Cette année marquera les 60 ans de la première victoire d’Eric Tabarly (disparu en mer en 1998) sur la Transat anglaise, que représente-t-il pour vous ?
J’ai eu la chance de le voir quand j’étais un jeune navigateur en Optimist. Je devais avoir 10 ans. Je me rappelle aussi l’avoir vu se balader du côté de l’Ile de Batz, en Bretagne Nord. J’étais tombé sur lui en faisant le tour de l’île en vélo. Je n’avais pas osé l’approcher. C’est quelqu’un de très charismatique. Je le regardais avec des yeux d’enfants. Sa disparition nous a tous touchés. C’est celui qui représentera à jamais notre sport, qui représente la course en solitaire par excellence. C’est grâce à lui qu’on est tous là aujourd’hui, c’est lui qui a innové. On essaie tous de cultiver une partie de l’héritage qu’il a laissé. C’était évidemment un personnage. C’est super bien que cette course renaisse. Ca ne part pas d’Angleterre (la course partait de Plymouth de 1960 à 2016, ndlr), mais le trajet est quand même sensiblement identique. Je pense qu’il aurait adoré voir les bateaux sur lesquels on navigue aujourd’hui.

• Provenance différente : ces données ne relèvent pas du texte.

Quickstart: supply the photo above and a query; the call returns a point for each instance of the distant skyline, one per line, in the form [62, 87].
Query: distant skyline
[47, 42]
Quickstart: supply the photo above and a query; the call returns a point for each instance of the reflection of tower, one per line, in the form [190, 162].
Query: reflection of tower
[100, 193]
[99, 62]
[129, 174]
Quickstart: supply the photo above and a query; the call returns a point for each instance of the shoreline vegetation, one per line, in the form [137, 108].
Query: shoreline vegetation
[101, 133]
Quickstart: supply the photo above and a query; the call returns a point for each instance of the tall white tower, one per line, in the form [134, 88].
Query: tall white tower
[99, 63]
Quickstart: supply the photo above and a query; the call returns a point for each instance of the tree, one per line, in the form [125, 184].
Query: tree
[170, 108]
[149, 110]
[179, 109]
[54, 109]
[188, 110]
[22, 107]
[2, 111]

Quel sera votre objectif sur cette Transat CIC ?
L’objectif c’est d’arriver à enchaîner les deux Transats (voir ci-dessous), trouver le bon rythme, les bons réglages. Charal 2 est doté d’une nouvelle paire de foils, qu’on a eu peu de temps pour tester. Il y a des chances que je sois aux avant-postes, et si je suis aux avant-postes, l’idée c’est d’essayer d’être tout devant. Je suis dans l’optique de bien régler le bateau et préparer au mieux mon Vendée Globe.

Beyou : « Je voulais franchir les limites psychologiques que j’avais en moi »

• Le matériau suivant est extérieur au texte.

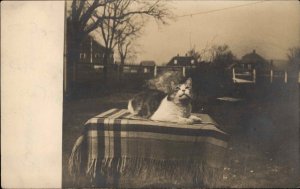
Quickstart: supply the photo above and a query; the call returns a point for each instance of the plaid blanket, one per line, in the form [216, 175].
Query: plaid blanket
[124, 150]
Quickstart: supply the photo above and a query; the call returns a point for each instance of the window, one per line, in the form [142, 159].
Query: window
[97, 55]
[82, 55]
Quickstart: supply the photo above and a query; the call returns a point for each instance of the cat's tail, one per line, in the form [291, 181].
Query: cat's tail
[130, 107]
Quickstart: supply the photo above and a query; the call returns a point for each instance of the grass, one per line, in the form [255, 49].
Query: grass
[264, 136]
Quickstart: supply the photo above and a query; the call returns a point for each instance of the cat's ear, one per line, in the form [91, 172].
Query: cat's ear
[173, 86]
[189, 82]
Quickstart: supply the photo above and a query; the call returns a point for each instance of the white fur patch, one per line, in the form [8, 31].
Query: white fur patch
[130, 108]
[169, 111]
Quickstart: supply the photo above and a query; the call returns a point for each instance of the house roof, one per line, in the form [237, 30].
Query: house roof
[147, 63]
[252, 58]
[182, 61]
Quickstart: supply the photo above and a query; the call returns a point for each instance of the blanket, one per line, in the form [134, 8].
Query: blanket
[127, 151]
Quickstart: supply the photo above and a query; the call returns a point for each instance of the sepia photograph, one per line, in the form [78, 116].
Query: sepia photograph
[177, 93]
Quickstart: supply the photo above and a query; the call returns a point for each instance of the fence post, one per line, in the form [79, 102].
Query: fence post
[285, 76]
[271, 76]
[155, 71]
[233, 75]
[254, 75]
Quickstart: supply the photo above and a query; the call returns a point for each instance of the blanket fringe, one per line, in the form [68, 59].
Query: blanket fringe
[74, 164]
[149, 172]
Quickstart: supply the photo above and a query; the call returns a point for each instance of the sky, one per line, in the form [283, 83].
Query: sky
[269, 27]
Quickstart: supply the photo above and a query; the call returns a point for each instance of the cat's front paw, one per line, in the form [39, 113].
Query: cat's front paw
[195, 118]
[186, 121]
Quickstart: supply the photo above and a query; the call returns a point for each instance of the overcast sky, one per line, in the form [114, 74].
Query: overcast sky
[270, 27]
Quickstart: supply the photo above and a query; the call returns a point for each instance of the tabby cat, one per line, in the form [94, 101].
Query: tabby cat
[159, 106]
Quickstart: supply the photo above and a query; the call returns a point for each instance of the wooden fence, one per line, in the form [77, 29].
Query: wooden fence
[134, 75]
[269, 76]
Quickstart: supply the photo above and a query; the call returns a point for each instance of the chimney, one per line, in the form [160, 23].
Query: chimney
[271, 63]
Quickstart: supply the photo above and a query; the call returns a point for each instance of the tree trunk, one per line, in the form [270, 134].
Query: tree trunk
[74, 39]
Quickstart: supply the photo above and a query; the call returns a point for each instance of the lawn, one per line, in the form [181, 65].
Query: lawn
[264, 136]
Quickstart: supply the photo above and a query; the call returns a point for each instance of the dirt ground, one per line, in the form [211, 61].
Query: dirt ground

Après cette Transat CIC, vous disputerez la Transat New York – Vendée à partir du 29 mai. Quelles différences y a -t-il entre les deux courses ?
Ca va beaucoup plus vite dans ce sens-là. A l’aller, on va vers les phénomènes météo et les phénomènes météo viennent vers nous, on est dans des vents dominants d’Ouest, on est plutôt face au vent. Au retour, c’est le contraire, avec des vents portants. Et à la vitesse à laquelle vont nos bateaux aujourd’hui, on peut rester devant les phénomènes météo. Autant ça va être engagé au près, avec beaucoup de manœuvres, de la mer dure à l’aller, autant au retour, il y aura toujours des vents forts et ce sera toujours très engagé, mais ce sera très rapide et au portant. Ce sont des météos qu’on ne voit pas souvent, et qu’on devrait retrouver pendant le Vendée Globe dans les Océans indien et atlantique. C’est vraiment la dernière occasion de tester le bateau au portant dans des vents forts avant le Vendée Globe. J’avais remporté l’édition 2016, j’aimerais bien cocher une deuxième case.

Pour préparer cette course, vous avez pris de la hauteur, en grimpant à 3 613m dans le Massif du Mont-Blanc…
Je suis resté une semaine en altitude. L’idée ce n’était pas de faire des globules rouges (sourire), mais de se mettre au vert, de m’isoler avec mon préparateur physique. J’ai eu la chance de faire de la haute montagne avec Charles Dubouloz, le parrain du bateau, de vivre une expérience en haute altitude. Je n’ai pas du tout l’habitude, ce n’est pas mon milieu de prédilection. Je voulais franchir un peu les limites psychologiques que j’avais en moi, me pousser dans mes retranchements dans un environnement qui parait totalement hostile. C’était hyper intéressant. C’était une parenthèse importante dans ma préparation.